Esperé. Sonó el zumbido de la puerta.

– Suba.

Entramos en el vestíbulo. Un plafón azul semicircular en el techo ocultaba las cámaras que vigilaban la entrada y el vestíbulo. Dos ascensores, con las puertas de color gris plomo, aguardaban ante nosotros. En la pared que se encontraba entre los dos había una cerradura, de modo que sólo los vecinos podían acceder a ellos. Al acercarnos se abrieron las puertas del ascensor de la izquierda. Dentro, la mitad superior estaba revestida de espejos con borde dorado; la mitad inferior, tapizada de terciopelo rojo, viejo pero bien conservado.

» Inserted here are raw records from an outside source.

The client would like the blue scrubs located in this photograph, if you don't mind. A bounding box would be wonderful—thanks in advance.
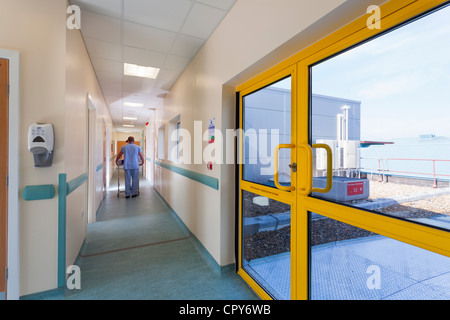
[120,143,142,197]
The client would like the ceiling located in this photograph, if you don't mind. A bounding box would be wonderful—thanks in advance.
[70,0,236,131]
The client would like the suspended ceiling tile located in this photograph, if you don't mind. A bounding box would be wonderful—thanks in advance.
[170,35,205,58]
[197,0,236,11]
[70,0,122,18]
[124,22,176,52]
[181,3,226,39]
[124,47,166,67]
[85,38,122,61]
[96,71,123,84]
[91,58,123,75]
[81,11,121,44]
[164,54,191,70]
[124,0,193,32]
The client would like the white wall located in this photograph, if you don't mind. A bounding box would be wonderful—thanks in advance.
[64,3,113,265]
[0,0,66,294]
[0,0,111,295]
[156,0,356,266]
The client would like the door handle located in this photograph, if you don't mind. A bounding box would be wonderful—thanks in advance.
[311,143,333,193]
[298,144,312,196]
[273,144,295,191]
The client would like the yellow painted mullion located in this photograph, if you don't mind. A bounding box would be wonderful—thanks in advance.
[305,197,450,256]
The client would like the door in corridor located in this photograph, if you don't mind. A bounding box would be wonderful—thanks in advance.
[239,68,296,299]
[0,59,9,293]
[237,0,450,300]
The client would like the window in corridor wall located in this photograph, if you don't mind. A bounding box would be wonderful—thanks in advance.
[310,6,450,230]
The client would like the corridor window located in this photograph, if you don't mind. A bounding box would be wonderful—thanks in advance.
[310,6,450,230]
[158,125,166,159]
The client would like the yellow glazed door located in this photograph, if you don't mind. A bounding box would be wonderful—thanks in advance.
[297,2,450,300]
[239,68,297,299]
[238,0,450,300]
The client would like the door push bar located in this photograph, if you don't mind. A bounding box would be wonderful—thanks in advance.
[274,143,333,195]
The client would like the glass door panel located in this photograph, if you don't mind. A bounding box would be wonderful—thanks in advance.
[310,6,450,230]
[239,69,295,300]
[243,77,291,187]
[242,191,291,300]
[309,213,450,300]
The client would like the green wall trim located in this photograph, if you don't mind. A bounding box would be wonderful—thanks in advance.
[57,173,67,288]
[22,184,56,201]
[155,161,219,190]
[66,173,88,195]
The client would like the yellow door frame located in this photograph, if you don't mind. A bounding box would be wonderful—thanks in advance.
[237,0,450,300]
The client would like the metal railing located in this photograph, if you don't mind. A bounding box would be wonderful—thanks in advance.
[361,157,450,188]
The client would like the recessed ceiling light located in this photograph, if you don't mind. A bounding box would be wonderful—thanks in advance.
[123,102,144,108]
[123,63,159,79]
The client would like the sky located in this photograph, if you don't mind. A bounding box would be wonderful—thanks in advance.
[312,3,450,140]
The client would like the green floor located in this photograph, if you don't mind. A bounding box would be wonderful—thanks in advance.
[28,172,258,300]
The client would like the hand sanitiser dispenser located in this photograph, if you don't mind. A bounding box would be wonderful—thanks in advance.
[28,123,55,167]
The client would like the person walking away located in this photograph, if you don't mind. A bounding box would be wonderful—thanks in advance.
[116,137,144,199]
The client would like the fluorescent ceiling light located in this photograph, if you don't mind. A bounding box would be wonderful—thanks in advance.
[123,102,144,108]
[123,117,137,121]
[123,63,159,79]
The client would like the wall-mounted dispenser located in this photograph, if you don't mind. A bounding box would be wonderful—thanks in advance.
[28,123,55,167]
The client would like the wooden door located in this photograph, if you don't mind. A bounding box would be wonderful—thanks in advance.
[0,59,9,292]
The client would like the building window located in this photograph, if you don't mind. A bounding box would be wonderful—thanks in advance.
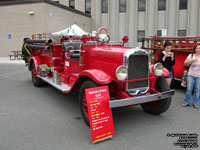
[69,0,75,9]
[158,0,166,11]
[157,30,162,36]
[138,30,145,42]
[85,0,91,14]
[102,0,108,13]
[179,0,187,9]
[178,30,186,36]
[138,0,146,11]
[119,0,126,12]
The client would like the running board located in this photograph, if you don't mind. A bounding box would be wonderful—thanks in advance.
[37,75,72,93]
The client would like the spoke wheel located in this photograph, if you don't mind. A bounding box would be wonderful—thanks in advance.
[141,78,172,115]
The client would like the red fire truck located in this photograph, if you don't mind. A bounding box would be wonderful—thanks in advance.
[24,28,174,125]
[142,35,200,87]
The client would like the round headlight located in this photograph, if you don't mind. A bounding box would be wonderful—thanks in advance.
[116,66,128,81]
[153,63,163,76]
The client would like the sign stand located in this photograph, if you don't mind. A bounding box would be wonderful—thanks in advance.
[85,86,114,143]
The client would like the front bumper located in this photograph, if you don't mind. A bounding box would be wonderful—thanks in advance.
[109,90,174,108]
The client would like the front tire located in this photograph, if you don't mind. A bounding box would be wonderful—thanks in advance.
[79,81,98,126]
[31,63,44,87]
[141,78,172,115]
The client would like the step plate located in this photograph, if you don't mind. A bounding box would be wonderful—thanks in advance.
[37,75,72,93]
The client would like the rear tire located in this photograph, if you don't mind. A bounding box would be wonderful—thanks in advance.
[141,78,172,115]
[79,81,98,126]
[31,63,44,87]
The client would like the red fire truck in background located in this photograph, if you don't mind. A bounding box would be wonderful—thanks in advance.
[142,36,200,87]
[24,28,174,125]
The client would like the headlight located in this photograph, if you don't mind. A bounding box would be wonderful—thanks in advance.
[116,66,128,81]
[153,63,163,76]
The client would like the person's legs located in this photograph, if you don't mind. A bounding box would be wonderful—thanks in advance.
[193,77,200,105]
[185,75,194,105]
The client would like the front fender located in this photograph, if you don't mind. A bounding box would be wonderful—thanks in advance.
[28,56,42,71]
[79,69,113,85]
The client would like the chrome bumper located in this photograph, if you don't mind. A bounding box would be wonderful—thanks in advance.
[109,90,174,108]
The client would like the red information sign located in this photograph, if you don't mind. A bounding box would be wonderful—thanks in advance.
[86,86,114,143]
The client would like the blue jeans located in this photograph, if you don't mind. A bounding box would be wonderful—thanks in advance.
[185,75,200,105]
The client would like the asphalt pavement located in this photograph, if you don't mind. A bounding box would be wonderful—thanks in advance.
[0,58,200,150]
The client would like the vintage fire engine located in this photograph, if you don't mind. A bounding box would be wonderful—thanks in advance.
[142,36,200,87]
[22,28,174,125]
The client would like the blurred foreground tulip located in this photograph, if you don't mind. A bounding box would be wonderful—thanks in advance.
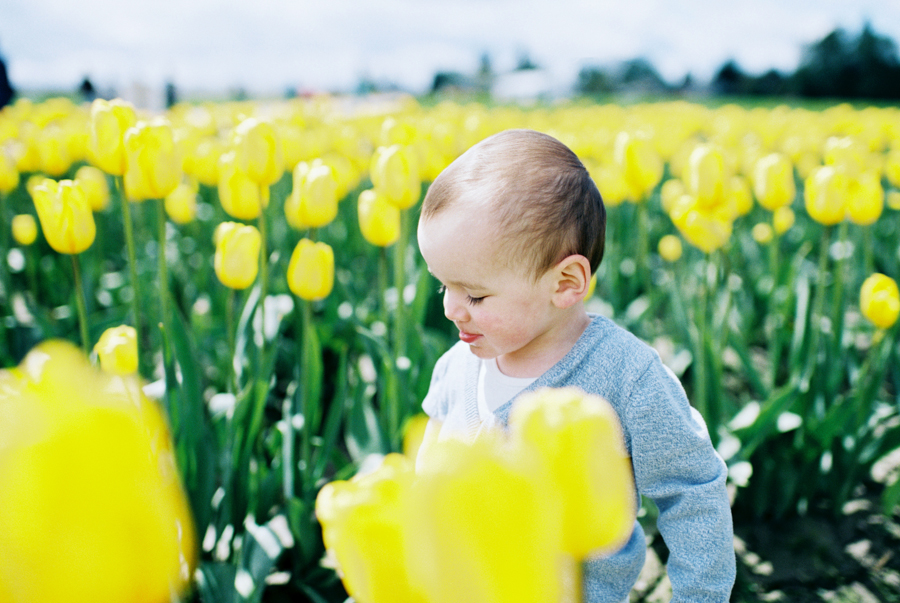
[316,453,426,603]
[213,222,262,289]
[406,437,577,603]
[859,273,900,329]
[88,98,137,176]
[165,182,197,224]
[357,189,400,247]
[0,152,19,195]
[125,117,181,201]
[0,341,196,603]
[12,214,37,246]
[94,325,138,375]
[287,239,334,301]
[316,388,637,603]
[33,178,97,254]
[509,388,637,559]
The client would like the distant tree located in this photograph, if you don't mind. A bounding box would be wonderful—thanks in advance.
[575,66,615,94]
[793,23,900,99]
[0,51,16,109]
[619,58,668,91]
[712,60,747,94]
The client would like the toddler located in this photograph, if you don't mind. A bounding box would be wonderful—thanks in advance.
[418,130,735,603]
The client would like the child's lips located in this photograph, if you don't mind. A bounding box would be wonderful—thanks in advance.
[459,331,481,343]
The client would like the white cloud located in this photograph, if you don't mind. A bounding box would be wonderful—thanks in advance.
[0,0,900,91]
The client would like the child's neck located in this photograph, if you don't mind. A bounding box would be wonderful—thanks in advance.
[497,304,591,378]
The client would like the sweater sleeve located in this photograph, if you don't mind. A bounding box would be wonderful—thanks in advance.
[626,362,735,603]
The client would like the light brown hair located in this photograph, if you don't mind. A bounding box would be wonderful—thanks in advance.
[421,130,606,279]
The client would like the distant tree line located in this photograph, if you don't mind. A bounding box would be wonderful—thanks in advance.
[575,24,900,100]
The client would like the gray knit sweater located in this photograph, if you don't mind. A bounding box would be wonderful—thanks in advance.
[422,314,735,603]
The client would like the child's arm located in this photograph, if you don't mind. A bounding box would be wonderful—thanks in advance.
[628,360,735,603]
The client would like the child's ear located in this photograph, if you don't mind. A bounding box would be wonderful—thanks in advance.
[553,254,591,309]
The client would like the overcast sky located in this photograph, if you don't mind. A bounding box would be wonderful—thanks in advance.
[0,0,900,93]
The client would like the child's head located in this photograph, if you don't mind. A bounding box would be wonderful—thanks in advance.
[421,130,606,279]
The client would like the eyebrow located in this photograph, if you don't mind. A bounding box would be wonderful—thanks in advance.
[428,268,485,291]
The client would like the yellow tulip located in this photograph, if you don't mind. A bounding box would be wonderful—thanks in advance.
[750,222,775,245]
[125,117,181,201]
[292,163,338,228]
[213,222,262,289]
[657,235,682,262]
[753,153,797,211]
[670,195,732,253]
[590,165,628,207]
[846,172,884,226]
[614,132,663,202]
[656,178,687,213]
[165,182,197,224]
[316,453,426,603]
[33,178,97,254]
[884,147,900,187]
[885,191,900,215]
[287,239,334,301]
[12,214,37,246]
[725,176,753,218]
[219,152,269,220]
[37,124,72,178]
[371,144,422,209]
[88,98,137,176]
[509,388,637,559]
[0,151,19,195]
[684,144,726,208]
[182,137,224,186]
[859,272,900,329]
[0,341,196,603]
[232,117,284,186]
[94,325,138,375]
[584,274,597,299]
[803,165,847,226]
[772,206,795,235]
[75,165,109,211]
[357,189,400,247]
[404,437,577,603]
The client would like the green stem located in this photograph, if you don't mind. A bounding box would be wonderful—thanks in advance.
[394,211,409,358]
[69,253,90,354]
[800,226,832,392]
[156,199,169,328]
[225,288,238,395]
[694,255,709,420]
[113,176,147,366]
[636,199,650,293]
[768,228,782,390]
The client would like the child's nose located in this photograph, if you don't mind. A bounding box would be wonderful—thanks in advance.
[444,289,469,321]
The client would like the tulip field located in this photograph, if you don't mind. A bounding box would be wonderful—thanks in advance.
[0,96,900,603]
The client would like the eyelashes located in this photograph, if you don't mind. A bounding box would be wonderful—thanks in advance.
[438,285,484,306]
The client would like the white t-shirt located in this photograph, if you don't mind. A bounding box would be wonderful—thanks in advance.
[478,358,537,427]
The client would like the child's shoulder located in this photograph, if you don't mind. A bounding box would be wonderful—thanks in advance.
[573,314,659,365]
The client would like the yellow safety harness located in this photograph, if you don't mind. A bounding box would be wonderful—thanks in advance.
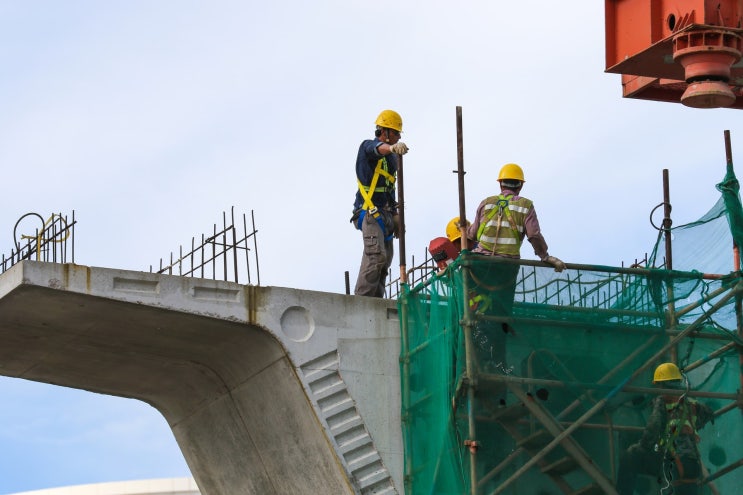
[356,157,395,241]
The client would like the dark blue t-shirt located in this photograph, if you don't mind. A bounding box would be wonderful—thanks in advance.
[353,138,397,210]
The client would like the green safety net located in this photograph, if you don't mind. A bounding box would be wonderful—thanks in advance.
[398,166,743,495]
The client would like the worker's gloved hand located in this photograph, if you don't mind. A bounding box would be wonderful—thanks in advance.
[544,256,565,272]
[390,141,408,155]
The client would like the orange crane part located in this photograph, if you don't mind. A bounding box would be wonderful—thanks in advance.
[604,0,743,108]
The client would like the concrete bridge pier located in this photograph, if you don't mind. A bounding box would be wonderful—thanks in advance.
[0,261,403,495]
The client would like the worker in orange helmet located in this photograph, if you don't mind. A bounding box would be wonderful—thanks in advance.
[428,217,470,274]
[351,110,408,297]
[617,363,714,495]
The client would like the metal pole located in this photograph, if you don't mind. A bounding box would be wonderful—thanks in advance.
[663,168,678,363]
[725,130,743,411]
[397,155,408,284]
[454,106,467,249]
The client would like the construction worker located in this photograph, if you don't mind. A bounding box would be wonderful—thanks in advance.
[617,363,714,495]
[428,217,469,274]
[351,110,408,297]
[467,163,565,315]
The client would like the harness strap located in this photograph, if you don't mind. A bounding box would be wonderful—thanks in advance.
[477,194,521,246]
[356,208,393,241]
[356,157,395,211]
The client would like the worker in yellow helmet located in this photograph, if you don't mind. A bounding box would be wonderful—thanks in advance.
[351,110,408,297]
[617,363,714,495]
[467,163,565,272]
[467,163,565,320]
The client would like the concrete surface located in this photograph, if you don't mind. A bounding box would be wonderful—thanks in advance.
[0,261,403,495]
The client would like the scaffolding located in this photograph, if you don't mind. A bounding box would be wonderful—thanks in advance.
[398,127,743,495]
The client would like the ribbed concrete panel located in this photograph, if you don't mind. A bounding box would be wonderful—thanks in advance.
[0,261,402,495]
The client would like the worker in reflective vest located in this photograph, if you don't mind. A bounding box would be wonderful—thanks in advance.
[351,110,408,297]
[617,363,714,495]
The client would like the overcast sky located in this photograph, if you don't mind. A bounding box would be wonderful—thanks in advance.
[0,0,743,494]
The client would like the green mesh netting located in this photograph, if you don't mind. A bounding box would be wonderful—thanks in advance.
[399,166,743,495]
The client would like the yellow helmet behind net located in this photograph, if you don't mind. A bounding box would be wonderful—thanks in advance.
[653,363,681,383]
[375,110,402,132]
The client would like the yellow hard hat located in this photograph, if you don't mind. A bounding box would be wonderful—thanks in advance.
[446,217,462,242]
[653,363,681,383]
[375,110,402,132]
[498,163,526,182]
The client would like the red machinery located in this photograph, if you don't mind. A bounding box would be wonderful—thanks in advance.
[604,0,743,108]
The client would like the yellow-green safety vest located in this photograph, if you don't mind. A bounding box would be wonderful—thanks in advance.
[477,194,533,256]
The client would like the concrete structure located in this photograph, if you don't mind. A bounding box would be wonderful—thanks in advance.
[13,478,199,495]
[0,261,403,495]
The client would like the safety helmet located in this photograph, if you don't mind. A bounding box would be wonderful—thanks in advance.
[375,110,402,132]
[446,217,462,242]
[653,363,681,383]
[498,163,526,182]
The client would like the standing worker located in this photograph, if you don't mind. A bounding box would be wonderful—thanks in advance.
[467,163,565,315]
[351,110,408,297]
[617,363,714,495]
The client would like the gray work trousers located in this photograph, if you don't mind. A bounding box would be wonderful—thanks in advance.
[353,210,395,297]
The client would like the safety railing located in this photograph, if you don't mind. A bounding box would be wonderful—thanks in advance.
[150,207,261,285]
[0,211,76,273]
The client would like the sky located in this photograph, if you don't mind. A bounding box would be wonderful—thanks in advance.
[0,0,743,495]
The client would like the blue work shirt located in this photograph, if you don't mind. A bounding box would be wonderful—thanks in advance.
[353,138,397,211]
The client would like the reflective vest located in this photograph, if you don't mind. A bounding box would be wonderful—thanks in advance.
[658,398,699,457]
[477,194,533,256]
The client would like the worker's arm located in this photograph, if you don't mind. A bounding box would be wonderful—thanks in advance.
[524,207,566,272]
[377,141,408,155]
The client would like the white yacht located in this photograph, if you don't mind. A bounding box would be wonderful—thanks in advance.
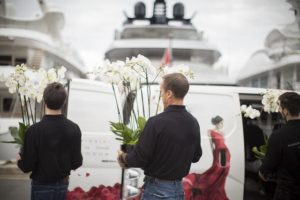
[105,0,235,85]
[238,0,300,91]
[0,0,85,160]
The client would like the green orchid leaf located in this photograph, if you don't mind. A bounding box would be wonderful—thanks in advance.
[138,116,147,131]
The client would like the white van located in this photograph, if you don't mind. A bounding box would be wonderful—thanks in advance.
[66,79,279,200]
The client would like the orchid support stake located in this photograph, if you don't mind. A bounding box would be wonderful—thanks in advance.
[111,83,122,122]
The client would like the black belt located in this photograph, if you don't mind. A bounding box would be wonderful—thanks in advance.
[144,176,181,183]
[32,176,69,185]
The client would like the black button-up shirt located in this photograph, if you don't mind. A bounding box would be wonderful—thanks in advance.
[18,115,82,182]
[260,120,300,184]
[126,105,202,180]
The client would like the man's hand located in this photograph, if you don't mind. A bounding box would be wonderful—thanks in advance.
[117,151,127,169]
[258,171,269,182]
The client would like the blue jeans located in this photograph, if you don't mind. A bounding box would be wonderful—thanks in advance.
[31,180,69,200]
[142,178,184,200]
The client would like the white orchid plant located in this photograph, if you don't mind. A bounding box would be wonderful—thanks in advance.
[0,64,66,145]
[251,89,282,159]
[91,55,193,145]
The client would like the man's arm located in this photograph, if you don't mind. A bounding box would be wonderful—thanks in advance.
[192,124,202,163]
[72,125,82,170]
[259,135,282,178]
[124,119,156,168]
[17,127,37,173]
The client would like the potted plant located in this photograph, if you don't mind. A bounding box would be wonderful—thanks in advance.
[1,64,66,146]
[92,55,193,150]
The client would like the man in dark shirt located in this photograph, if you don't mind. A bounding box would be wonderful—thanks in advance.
[259,92,300,200]
[118,73,202,199]
[18,83,82,200]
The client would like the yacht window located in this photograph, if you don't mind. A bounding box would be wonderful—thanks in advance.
[0,55,12,65]
[15,58,27,65]
[252,78,258,87]
[282,68,293,90]
[260,76,268,88]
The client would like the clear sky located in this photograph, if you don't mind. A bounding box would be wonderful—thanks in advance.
[48,0,295,76]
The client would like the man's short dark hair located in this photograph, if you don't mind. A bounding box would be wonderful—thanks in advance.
[44,82,67,110]
[278,92,300,116]
[163,73,190,99]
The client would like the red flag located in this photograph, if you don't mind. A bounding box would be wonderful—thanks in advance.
[160,48,172,67]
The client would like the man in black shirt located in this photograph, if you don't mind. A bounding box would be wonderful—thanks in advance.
[118,73,202,199]
[18,83,82,200]
[259,92,300,200]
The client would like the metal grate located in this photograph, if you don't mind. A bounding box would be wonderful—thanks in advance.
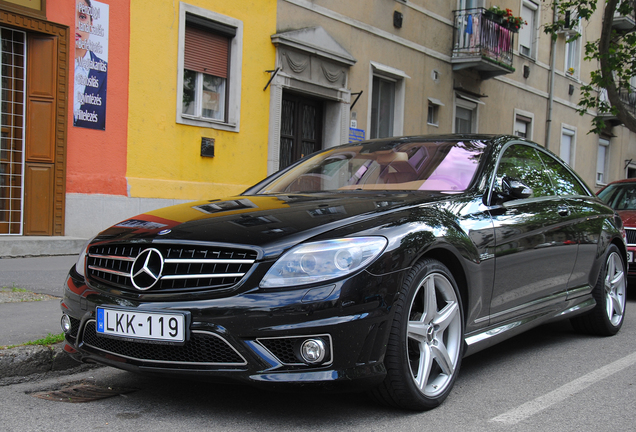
[87,244,257,291]
[0,27,26,234]
[82,321,247,367]
[258,338,302,365]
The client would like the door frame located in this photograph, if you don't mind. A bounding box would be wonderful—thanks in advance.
[0,10,72,236]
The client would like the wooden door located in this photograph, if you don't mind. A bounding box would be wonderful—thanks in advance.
[279,92,323,169]
[24,34,57,235]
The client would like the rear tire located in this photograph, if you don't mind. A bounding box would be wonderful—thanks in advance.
[371,259,464,411]
[571,245,627,336]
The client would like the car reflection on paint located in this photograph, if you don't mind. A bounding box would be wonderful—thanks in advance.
[62,135,627,410]
[597,179,636,281]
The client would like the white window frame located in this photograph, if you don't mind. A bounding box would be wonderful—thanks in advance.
[176,2,243,132]
[367,61,411,138]
[559,124,576,169]
[453,93,486,133]
[512,108,534,140]
[594,138,610,186]
[517,0,540,59]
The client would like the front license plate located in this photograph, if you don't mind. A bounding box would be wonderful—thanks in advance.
[97,307,186,342]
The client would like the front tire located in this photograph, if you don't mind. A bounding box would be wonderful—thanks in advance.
[571,245,627,336]
[372,259,464,411]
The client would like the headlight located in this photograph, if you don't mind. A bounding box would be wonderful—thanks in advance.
[75,239,93,276]
[260,237,387,288]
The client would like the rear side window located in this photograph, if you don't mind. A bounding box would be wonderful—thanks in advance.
[496,144,556,198]
[539,152,590,196]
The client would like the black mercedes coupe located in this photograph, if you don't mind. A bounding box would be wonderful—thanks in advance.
[61,135,626,410]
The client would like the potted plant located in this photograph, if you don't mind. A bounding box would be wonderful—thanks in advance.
[484,6,506,24]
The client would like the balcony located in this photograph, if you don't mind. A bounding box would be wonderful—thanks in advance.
[612,0,636,31]
[451,8,516,80]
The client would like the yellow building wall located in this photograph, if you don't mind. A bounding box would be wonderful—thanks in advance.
[126,0,276,200]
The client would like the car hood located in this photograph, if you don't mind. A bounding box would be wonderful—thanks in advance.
[617,210,636,228]
[95,192,449,258]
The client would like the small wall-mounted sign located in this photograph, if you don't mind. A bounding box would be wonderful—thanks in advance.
[201,137,214,157]
[349,128,364,142]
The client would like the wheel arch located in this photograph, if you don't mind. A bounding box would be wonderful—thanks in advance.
[420,247,468,321]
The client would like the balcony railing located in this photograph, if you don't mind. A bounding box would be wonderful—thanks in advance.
[612,0,636,31]
[451,8,516,79]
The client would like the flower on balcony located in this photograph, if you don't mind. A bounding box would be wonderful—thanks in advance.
[486,6,528,32]
[488,6,510,17]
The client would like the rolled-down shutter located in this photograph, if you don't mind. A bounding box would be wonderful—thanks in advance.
[184,18,231,78]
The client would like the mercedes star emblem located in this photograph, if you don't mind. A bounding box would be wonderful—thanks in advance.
[130,248,163,291]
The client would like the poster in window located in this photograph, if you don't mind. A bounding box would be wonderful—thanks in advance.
[73,0,109,130]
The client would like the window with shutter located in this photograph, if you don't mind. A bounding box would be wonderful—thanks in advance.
[177,3,242,131]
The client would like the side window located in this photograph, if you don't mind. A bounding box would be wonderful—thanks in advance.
[496,144,556,198]
[541,149,590,196]
[177,3,243,132]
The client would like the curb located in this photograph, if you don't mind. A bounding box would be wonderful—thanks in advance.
[0,342,81,378]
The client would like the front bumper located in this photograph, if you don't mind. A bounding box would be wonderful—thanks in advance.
[61,271,402,389]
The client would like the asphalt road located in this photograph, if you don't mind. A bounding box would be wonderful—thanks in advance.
[0,289,636,432]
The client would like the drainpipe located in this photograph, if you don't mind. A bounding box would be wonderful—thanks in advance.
[545,0,559,149]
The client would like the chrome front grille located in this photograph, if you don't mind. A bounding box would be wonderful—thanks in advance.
[87,244,257,291]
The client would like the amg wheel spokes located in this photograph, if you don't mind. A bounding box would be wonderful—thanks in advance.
[605,253,625,325]
[407,274,461,396]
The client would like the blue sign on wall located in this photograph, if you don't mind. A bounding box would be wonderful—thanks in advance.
[349,128,364,142]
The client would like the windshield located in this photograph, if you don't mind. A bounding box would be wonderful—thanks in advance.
[598,182,636,210]
[258,141,486,194]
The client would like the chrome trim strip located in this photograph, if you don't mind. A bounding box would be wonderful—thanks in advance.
[475,291,568,324]
[557,298,596,317]
[88,253,137,262]
[568,285,594,300]
[164,258,254,264]
[161,273,245,280]
[88,266,130,278]
[82,320,247,366]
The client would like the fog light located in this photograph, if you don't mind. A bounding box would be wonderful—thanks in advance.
[300,339,327,364]
[60,314,71,333]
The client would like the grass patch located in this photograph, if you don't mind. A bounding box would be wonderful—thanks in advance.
[11,287,29,292]
[0,284,29,292]
[2,333,64,349]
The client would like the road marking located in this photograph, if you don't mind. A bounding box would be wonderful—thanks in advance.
[490,353,636,425]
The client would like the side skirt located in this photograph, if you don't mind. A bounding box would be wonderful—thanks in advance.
[464,295,596,357]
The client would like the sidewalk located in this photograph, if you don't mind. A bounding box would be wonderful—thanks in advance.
[0,235,88,258]
[0,240,86,385]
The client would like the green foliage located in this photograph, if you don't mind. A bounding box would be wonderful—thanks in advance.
[2,333,64,349]
[544,0,636,134]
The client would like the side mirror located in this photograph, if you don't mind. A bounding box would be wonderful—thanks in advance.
[501,177,532,199]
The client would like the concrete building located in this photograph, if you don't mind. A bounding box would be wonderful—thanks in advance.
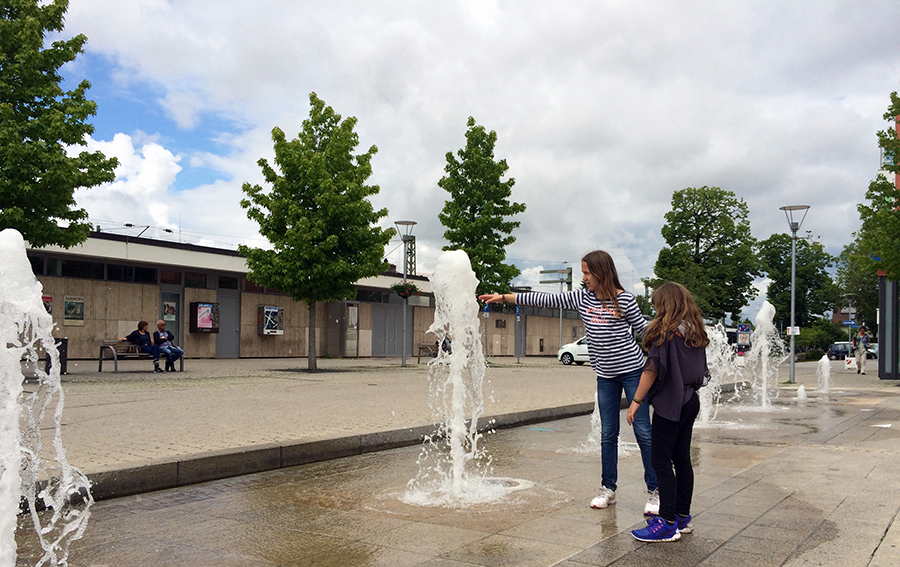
[27,233,584,359]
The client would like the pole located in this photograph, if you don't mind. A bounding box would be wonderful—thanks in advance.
[790,223,799,384]
[400,234,410,368]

Entramos. Las puertas se cerraron y el ascensor subió sin que tocásemos ningún botón. Obviamente, el Woodrow era una residencia más sofisticada de lo que parecía por fuera.

El ascensor se detuvo en el último piso, y las puertas, al abrirse, nos dieron paso a un pequeño espacio enmoquetado y sin ventanas. Vimos ante nosotros una puerta de madera de dos hojas que conducía a un ático. Había otra cámara de vigilancia azul montada en el techo.

Las puertas del apartamento se abrieron. El hombre que apareció ante nosotros era mayor de lo que yo esperaba. Llevaba chinos azules, camisa celeste de Ralph Lauren y mocasines de color tostado con borlas. Sin embargo, tenía la camisa mal abrochada y el pantalón perfectamente planchado, señal inequívoca de que se había vestido aprisa y corriendo con lo primero que había encontrado en el armario.

– ¿Señor Bosworth?

Asintió. Le calculé unos cuarenta años, pero empezaba a encanecer y su rostro presentaba las arrugas propias del dolor; uno de sus ojos azules era más claro que el otro. Cuando se apartó para dejarnos pasar, arrastró un poco los pies, como si los tuviera dormidos. Sujetaba el picaporte con la mano izquierda y mantenía la derecha hundida en el bolsillo del pantalón. No nos tendió la mano ni a Louis ni a mí. Se limitó a cerrar la puerta y se encaminó lentamente hasta una butaca, donde se sentó apoyando la mano izquierda en el brazo, sin sacar la derecha del bolsillo.